One the same note, if all you need is a quick animation when a button is
clicked, and some extremely trivial dynamic elements on the page, a large
framework like Sproutcore is going to just get in your way, and you'll spend
more time trying to learn how the hell to use the damn thing and twist it into
doing a task that's outside of its primary purpose.

In short: use the right tool for the job. The anti-framework posts to come out
of the woodwork this morning on HN are pretty disheartening. I sincerely doubt
anyone that's completely against using a framework has ever written a large
application that they need to support, that didn't end up as a giant mess of
spaghetti code stringing libraries together haphazardly.

------
nadam
Lots of people say that they prefer libraries over frameworks. I agree in that
if possible I try to avoid the overuse of frameworks.

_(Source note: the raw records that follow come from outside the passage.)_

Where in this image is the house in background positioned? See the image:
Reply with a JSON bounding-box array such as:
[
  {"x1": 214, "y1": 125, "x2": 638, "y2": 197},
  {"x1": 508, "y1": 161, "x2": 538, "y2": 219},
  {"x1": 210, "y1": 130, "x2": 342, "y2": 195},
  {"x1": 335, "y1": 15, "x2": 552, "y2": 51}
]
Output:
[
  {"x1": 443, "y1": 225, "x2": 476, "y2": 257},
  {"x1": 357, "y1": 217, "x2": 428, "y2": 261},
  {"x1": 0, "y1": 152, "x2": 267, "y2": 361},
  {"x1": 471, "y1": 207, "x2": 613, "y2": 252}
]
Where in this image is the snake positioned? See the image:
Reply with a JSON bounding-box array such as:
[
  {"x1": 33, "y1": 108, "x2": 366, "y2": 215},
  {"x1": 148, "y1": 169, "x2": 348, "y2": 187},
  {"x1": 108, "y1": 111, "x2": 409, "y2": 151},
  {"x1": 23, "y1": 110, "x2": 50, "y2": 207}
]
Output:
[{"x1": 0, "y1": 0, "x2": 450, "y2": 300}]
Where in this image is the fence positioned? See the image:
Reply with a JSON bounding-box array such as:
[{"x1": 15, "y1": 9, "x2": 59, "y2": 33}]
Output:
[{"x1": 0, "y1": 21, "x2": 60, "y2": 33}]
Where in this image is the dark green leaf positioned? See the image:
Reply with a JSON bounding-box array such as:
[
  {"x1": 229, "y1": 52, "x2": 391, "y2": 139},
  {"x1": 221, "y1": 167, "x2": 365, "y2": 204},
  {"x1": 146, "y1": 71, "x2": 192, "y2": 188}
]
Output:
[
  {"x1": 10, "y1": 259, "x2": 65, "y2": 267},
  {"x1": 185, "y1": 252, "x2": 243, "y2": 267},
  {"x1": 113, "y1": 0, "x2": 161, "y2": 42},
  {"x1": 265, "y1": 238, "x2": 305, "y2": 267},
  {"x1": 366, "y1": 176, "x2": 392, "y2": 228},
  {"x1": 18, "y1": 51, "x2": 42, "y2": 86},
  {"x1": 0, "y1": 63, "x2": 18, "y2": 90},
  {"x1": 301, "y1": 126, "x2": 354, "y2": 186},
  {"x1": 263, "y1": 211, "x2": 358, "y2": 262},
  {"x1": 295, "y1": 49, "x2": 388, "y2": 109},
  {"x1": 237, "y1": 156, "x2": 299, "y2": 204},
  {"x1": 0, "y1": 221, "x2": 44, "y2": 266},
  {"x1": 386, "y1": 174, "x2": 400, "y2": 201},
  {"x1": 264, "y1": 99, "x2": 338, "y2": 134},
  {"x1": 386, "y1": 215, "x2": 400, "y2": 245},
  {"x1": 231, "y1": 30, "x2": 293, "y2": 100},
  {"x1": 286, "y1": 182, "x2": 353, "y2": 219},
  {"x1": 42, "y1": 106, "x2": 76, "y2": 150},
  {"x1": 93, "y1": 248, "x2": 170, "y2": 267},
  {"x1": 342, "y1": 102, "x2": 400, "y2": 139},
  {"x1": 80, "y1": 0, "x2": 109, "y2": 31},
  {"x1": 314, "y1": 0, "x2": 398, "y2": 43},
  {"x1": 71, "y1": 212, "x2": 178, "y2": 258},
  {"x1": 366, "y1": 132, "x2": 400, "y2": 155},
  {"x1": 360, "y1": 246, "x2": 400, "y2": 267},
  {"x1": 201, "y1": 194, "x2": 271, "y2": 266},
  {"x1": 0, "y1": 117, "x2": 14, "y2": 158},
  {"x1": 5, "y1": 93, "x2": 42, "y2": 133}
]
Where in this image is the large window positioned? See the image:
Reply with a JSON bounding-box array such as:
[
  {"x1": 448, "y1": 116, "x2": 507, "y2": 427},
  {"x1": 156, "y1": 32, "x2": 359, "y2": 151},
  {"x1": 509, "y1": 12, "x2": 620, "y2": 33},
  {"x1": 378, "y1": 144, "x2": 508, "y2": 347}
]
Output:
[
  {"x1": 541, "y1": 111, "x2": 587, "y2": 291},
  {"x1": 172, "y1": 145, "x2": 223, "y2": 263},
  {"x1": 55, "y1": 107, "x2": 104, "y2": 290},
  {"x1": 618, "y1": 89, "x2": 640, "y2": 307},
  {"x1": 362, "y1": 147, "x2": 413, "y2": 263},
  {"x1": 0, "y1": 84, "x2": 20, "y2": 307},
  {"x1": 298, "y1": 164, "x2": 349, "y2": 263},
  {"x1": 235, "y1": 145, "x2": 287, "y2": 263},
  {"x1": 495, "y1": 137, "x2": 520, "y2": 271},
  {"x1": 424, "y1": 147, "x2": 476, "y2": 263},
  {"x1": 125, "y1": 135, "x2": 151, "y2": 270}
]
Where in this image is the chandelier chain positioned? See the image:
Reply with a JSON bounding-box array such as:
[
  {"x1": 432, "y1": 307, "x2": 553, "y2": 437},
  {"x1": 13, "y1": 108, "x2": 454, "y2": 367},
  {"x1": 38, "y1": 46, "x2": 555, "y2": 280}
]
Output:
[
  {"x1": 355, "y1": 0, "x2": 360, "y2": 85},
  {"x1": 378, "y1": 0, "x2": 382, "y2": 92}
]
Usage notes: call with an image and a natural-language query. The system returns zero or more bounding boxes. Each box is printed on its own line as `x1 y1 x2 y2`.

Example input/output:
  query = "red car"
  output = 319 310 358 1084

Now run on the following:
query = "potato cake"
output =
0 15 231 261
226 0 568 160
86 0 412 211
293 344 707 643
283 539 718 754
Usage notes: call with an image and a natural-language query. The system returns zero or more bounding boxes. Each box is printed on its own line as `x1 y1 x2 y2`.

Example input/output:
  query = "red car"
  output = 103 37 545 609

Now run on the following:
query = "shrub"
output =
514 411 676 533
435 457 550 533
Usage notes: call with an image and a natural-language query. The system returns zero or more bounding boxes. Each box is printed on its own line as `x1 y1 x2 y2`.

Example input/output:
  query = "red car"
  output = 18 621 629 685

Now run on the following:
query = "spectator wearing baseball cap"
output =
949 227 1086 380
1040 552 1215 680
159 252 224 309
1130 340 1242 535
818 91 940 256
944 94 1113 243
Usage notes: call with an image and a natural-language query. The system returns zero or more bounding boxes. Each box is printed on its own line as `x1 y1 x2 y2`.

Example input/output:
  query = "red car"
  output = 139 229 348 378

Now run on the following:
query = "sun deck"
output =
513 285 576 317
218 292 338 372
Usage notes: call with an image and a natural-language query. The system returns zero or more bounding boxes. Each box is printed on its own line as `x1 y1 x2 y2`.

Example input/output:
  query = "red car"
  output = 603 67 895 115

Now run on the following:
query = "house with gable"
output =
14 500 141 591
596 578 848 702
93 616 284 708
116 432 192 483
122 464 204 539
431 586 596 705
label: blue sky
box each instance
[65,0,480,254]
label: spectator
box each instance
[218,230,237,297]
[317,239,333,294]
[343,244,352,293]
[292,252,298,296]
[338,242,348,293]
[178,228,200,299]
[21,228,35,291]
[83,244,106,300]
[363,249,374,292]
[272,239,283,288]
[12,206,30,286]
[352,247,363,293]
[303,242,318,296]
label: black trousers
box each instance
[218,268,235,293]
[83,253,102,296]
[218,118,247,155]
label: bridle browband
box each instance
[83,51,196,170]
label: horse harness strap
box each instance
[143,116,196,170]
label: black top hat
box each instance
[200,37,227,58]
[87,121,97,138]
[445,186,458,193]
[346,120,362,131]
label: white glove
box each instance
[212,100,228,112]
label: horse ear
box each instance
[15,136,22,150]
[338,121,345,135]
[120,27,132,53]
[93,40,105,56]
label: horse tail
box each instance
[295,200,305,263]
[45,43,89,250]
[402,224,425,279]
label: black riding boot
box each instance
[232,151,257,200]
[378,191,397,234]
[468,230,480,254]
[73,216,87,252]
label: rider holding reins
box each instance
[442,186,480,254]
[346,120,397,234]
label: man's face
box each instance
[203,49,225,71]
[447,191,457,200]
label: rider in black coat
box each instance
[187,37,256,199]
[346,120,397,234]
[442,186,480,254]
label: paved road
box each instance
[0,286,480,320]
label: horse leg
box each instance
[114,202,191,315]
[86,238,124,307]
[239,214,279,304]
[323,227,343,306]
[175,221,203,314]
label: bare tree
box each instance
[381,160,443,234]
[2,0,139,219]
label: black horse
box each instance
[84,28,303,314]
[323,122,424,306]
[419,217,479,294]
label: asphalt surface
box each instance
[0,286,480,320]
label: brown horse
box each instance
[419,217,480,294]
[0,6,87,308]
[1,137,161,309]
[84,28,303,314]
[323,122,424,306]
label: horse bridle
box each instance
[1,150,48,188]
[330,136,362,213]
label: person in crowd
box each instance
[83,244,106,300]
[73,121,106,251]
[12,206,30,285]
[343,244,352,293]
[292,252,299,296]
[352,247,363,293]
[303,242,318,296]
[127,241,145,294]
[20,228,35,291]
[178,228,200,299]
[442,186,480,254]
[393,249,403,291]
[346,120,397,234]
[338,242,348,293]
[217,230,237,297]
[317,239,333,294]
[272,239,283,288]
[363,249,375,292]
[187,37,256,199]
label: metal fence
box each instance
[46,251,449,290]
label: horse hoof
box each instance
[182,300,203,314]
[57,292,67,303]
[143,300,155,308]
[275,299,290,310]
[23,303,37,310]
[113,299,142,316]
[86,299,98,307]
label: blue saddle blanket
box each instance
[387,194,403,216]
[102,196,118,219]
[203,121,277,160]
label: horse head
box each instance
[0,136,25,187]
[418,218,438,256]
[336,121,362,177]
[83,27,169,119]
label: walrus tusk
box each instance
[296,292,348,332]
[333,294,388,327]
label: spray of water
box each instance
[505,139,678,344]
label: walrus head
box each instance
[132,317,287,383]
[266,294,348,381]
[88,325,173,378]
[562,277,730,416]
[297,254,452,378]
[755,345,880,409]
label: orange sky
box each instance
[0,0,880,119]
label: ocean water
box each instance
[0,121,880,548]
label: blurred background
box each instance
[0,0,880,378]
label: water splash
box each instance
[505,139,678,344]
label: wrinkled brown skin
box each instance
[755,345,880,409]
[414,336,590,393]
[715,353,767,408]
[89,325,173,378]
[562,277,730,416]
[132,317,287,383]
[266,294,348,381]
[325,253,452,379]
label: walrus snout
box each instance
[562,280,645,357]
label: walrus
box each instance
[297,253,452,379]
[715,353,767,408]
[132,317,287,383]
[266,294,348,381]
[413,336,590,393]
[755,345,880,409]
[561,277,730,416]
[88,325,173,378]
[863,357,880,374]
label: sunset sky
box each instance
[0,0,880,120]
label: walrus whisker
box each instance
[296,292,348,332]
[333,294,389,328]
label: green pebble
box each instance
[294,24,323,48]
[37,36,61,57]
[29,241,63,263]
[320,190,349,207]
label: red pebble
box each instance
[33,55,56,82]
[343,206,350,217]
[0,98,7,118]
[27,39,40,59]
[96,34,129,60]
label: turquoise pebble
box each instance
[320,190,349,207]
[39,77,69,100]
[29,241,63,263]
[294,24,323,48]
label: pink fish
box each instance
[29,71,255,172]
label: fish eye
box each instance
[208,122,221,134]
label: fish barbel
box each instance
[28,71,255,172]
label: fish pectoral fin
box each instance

But this cannot be
decided on an abstract level, it depends on what functionality I want to use
the framework/library for. How clear it is what the framework have to do, how
mature is its philosophy about what it have to do? For example almost
everybody use the following huge and sometimes quite restrictive frameworks:

\- operating systems

\- Windowing/component frameworks for GUI (like Java Swing)

\- and of course in case of web development the browser itself.

------
scelerat
For sufficiently large projects, the choice is not "library vs framework" but
"use someone else's framework vs write my own."

If you have the time and the expertise for the latter, great! Otherwise, do
some research and understand the benefits and compromises.

------
shimsham
This is like comparing Airfix and Mecano.